CB: Acho que a palavra perfeição para um afeto é um tanto abusiva. O amor é o que é. Por trás das relações afetivas muitas vezes criamos um certo receito de assumir a própria fragilidade, e isso se traduz como negação dos próprios afetos, inclinações e dependências afetivas. Assim, acabamos criando uma espécie de teatro onde aquilo que sentimos é escondido em nome de uma certa postura “blasé” nos relacionamentos. O amor está justamente nas relações em que você fica à vontade para revelar seus medos e fraquezas e o outro não se aproveita disso para revelar sua tirania.

PA: Como traduzir essa questão do amor e das fraquezas nas relações, por exemplo, entre pais e filhos, que de certa forma pressupõe obrigatoriamente um tipo de poder?

CB: Se você alguma vez já se sentiu contagiado com a alegria de outro e também já ficou mal pela sua tristeza, então com certeza amou alguém numa forma mais pura. E a relação entre pais e filhos segue muito essa lógica.
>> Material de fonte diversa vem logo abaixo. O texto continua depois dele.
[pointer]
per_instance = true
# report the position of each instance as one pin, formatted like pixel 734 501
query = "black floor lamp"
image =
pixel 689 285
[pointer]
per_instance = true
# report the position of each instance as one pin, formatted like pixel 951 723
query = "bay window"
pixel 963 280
Muitos pensadores irão defender a tese de que o ser humano vive na mais estrita animalidade, que somos apenas mais um animal em busca do próprio prazer. Porém, ainda acredito que existe na nossa natureza uma transcendência da animalidade em uma perspectiva de afetividade mais pura, sem nenhum interesse pessoal como motor.

Vislumbro a possibilidade do ser humano ter uma preocupação genuína com os outros em muitos momentos. Até porque, veja bem, se não fosse assim, a ética seria só baseada no medo. Podemos dizer que a ética se concentra justamente nessa diferença entre o comportamento egocêntrico e solitário e na partilha de uma convivência com o outro, pressupondo sempre uma consideração pelas pessoas. Se não fosse assim, não haveria diferença entre um canalha e um não canalha, pois todos seríamos canalhas.

PA: Agora a pergunta para encerrarmos: que mensagem o senhor gostaria de transmitir para nossos leitores, principalmente os jovens, que devem estar cheios de questionamentos e reflexões após a nossa entrevista? Que mundo o aguarda?

CB: Outro dia eu participei de um encenação teatral de uma obra chamada “Cartas a um Jovem Poeta”. Terminada a apresentação, um espectador me perguntou se o personagem tinha conseguido realizar o sonho de ser poeta. A resposta é não. Então surgiu o questionamento se aquele jovem deveria ter sido advertido antes de nutrir tantos sonhos sobre o seu futuro. Imediatamente alguém levantou a mão e disse: “Eu sou engenheiro, se eu contasse tudo de difícil que tem na profissão, não haveria mais ninguém para projetar coisas”. Então seria o caso de afirmar que se formos honestos demais com nossos jovens estaremos deixando-os encurralados e sem escolha? Cheguei até a pensar que se um bebê na barriga da mãe tivesse a chance de perguntar como é o mundo, muito provavelmente ele nunca iria querer sair de lá.

Eu prefiro assumir uma postura contrária, e dizer que a vida é o que ela é. Meu conselho: a vida é feita de momentos entristecedores, mas também é feita de felicidade e alegria. E todos esses sentimentos são resultado de uma vida em sociedade, cheia de gente igual e diferente de nós.

Mas apesar de todas as dificuldades, que por vezes nos fazem perder a esperança, há uma série de bons indicadores que devem sempre nos incentivar a seguir em frente. E eu quero acreditar que há um desejo da maioria da sociedade de sempre evoluir e seguir em frente.

De qualquer forma, não podemos nunca nos esquecer de dar aos nossos jovens uma formação moral sólida, para que eles possam refletir sobre a justiça dos seus atos por meio da lucidez, e não pelo medo. Só assim continuaremos caminhando rumo a uma sociedade mais justa e feliz.